Now, constant voltage, so we can know the current through the 910 resistor.
This current must go through VDIAL, so the voltage of the negative rail will
be VDIAL times this current. That's it. By varying VDIAL we vary our
negative rail.
Right. The voltage divider between the negative output and the +2.5
volt reference must always produce 0 volts. You adjust the negative
output with respect to this internal zero volts by changing one of the
divider resistors.
This circuit was difficult for me to understand because all the circuits I have
seen up to now regulate the positive rail, whereas here we are regulating
the neative rail.
It's the same thing, but it is like looking at something upside down.
Yes. you have to be flexible.
I don't think so, but tell me what you mean or why.
An opamp has very high gain, and if the feedback loop has enough gain
at the frequency where the net phase shift turns negative feedback
into positive feedback is higher than 1, the loop will oscillate.
The capacitor across VDIAL provides phase lead (increasing gain with
increasing frequency), so it cannot be rolling the gain off at high
frequencies to prevent oscillations.

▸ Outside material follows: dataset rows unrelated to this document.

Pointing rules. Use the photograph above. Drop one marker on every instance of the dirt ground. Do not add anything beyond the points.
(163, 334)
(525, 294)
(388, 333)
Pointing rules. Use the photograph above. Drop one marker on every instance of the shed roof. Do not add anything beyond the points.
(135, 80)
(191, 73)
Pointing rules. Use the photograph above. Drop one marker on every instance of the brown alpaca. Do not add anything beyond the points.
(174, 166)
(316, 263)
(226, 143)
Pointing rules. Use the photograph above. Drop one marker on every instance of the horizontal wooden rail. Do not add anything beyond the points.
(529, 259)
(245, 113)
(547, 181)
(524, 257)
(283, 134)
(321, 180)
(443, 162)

The opamp has an internal
capacitor that rolls of the gain proportional to frequency that gets
the gain below one at a lower frequency than the one that has 180
degrees of phase shift internal to the opamp, but it does not account
for the extra gain and phase shift of the three transistor amplifier
chain hooked onto the output of the opamp. I would have expected some
high frequency roll off or other phase compensation network somewhere
in the loop to reduce the high frequency loop gain.
By the way, this chain has a lot more phase shift than it could. The
turn on bias for the transistor chain is provided by the 10k pull up
resistor above the zener diode, and this is stolen by either the
voltage regulating opamp or the current regulation opamp (whichever
pulls down more) to turn off the transistors.
The first current gain stage lowers this signal source impedance from
10k to 1k, which is about right for a single stage of emitter
follower, but the second emitter follower should drive a base to
emitter resistance (across the pair of 2N3055) of something more like
100 ohms, not 1k, to speed up the turn off of those big transistors
when the upstream transistors turn off.